Clare looked down at the intricate carpet. She thought she would have learned by thirty-five that saying yes to one thing meant saying no to something else.

“Before we all agree to this, I want to state my objections in the strongest terms.” Clare and Mrs. Marshall both turned to Norm Madsen. “It was Mrs. Ketchem’s intention that the money from the trust be used to support the clinic. Only when the trustee judges that the clinic no longer needs the funding is the principal to be disbursed. And you cannot convince me, Lacey, that you honestly think they no longer need that ten thousand a year.” He shook slightly from the force of his tone. “Your mother would not have wanted this.”

She sat down again. “Maybe not. But she left me to decide, Norm.”

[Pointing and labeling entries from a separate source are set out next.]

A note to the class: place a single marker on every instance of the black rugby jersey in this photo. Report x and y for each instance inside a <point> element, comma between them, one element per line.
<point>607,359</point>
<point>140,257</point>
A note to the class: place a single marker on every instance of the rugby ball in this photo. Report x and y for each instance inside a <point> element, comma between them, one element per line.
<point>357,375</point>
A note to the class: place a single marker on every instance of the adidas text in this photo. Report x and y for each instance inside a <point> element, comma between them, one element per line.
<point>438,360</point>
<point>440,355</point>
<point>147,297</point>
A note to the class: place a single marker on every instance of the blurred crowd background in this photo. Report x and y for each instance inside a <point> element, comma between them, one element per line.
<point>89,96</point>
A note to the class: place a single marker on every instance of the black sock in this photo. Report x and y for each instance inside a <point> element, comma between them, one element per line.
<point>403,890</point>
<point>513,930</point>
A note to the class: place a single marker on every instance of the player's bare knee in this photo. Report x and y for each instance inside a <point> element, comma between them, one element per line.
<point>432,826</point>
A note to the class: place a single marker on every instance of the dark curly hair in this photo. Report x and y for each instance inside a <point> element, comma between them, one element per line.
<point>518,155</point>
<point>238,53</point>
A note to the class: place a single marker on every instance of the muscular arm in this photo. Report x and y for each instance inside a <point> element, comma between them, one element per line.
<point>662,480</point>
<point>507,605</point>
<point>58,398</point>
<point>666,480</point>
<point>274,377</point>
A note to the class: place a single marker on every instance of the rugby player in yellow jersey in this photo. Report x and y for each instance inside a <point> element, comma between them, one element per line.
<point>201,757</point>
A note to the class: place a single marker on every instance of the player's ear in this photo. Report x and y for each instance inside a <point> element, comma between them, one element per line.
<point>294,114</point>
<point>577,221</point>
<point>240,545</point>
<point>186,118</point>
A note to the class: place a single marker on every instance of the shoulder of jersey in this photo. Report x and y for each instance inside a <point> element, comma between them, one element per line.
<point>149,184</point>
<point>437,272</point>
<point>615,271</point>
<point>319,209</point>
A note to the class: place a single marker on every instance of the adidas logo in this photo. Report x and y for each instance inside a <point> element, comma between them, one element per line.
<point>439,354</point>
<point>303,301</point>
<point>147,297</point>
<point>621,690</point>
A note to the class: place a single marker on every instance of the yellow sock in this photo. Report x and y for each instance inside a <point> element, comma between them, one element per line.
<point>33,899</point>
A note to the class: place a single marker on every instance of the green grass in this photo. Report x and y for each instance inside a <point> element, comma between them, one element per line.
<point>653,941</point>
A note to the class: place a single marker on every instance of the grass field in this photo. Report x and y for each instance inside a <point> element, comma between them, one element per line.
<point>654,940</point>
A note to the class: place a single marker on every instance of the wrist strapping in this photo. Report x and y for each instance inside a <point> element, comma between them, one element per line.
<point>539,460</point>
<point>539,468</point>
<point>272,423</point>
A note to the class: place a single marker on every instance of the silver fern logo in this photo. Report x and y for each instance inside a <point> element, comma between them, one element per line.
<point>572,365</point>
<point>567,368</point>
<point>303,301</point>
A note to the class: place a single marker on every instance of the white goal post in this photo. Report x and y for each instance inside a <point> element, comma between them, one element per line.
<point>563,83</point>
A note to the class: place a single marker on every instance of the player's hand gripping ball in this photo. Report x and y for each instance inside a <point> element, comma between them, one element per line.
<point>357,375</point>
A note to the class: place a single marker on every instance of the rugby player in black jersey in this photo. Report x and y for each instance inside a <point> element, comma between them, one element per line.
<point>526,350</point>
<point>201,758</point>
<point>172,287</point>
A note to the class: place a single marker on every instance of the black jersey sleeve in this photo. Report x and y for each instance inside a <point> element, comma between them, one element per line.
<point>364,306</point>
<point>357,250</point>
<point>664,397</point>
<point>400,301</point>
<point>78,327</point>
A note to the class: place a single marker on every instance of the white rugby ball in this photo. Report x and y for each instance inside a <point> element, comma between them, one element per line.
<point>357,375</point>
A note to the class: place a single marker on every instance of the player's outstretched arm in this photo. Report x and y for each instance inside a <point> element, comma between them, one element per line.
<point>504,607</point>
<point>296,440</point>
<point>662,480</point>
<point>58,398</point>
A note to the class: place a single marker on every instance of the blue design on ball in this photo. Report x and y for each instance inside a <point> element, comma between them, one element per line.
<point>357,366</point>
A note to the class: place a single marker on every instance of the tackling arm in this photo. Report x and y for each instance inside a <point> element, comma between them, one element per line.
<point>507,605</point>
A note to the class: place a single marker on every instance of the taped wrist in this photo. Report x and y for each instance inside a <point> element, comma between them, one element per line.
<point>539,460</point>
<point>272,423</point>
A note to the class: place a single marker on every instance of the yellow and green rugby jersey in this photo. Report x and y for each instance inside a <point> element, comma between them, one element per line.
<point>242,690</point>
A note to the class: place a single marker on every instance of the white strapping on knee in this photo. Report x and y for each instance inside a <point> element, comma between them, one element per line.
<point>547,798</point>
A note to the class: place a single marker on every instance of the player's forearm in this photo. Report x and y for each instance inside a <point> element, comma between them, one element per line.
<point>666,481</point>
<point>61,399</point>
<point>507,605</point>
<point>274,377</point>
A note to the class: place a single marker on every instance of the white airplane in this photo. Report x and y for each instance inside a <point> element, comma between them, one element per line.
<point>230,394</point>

Clare never would have imagined that news of her parish getting a $150,000 gift would depress her. She sat in a funk while Corlew, who had a 1:30 appointment, wrapped the meeting up and everyone shucked on coats, hats, gloves, and mufflers. She had enough presence of mind to make her good-byes, but she was still in a blue devil, as her grandmother would have called it, when she gathered up the papers to return to her office.

She was surprised to find Mr. Madsen lingering outside the meeting-room door.

“Thanks for giving it a try,” he said, sounding much more his usual even-handed self. “Not that it helped, but I appreciate the effort.”

“I feel like I did when I was a kid and found out we were moving near my grandparents. I was all excited, until I realized I was going to be leaving behind my friends. I guess this defines a mixed blessing.” She looked up at him. “I was surprised at how, um, passionately you felt on the question. You must be a big supporter of the clinic.”

“Not particularly, no.”

“Then why were you so vehement in defending its funding?”

“Jane Mairs Ketchem, that’s why. She’s rolling over in her grave right now, and it wouldn’t surprise me if she kicked her way out of the coffin and marched down here to defend her precious clinic.” He ran his hand over his thick white brush cut. “I’ll tell you something. She was the only woman who could ever scare me. And the fact that she’s dead doesn’t make me any less scared.”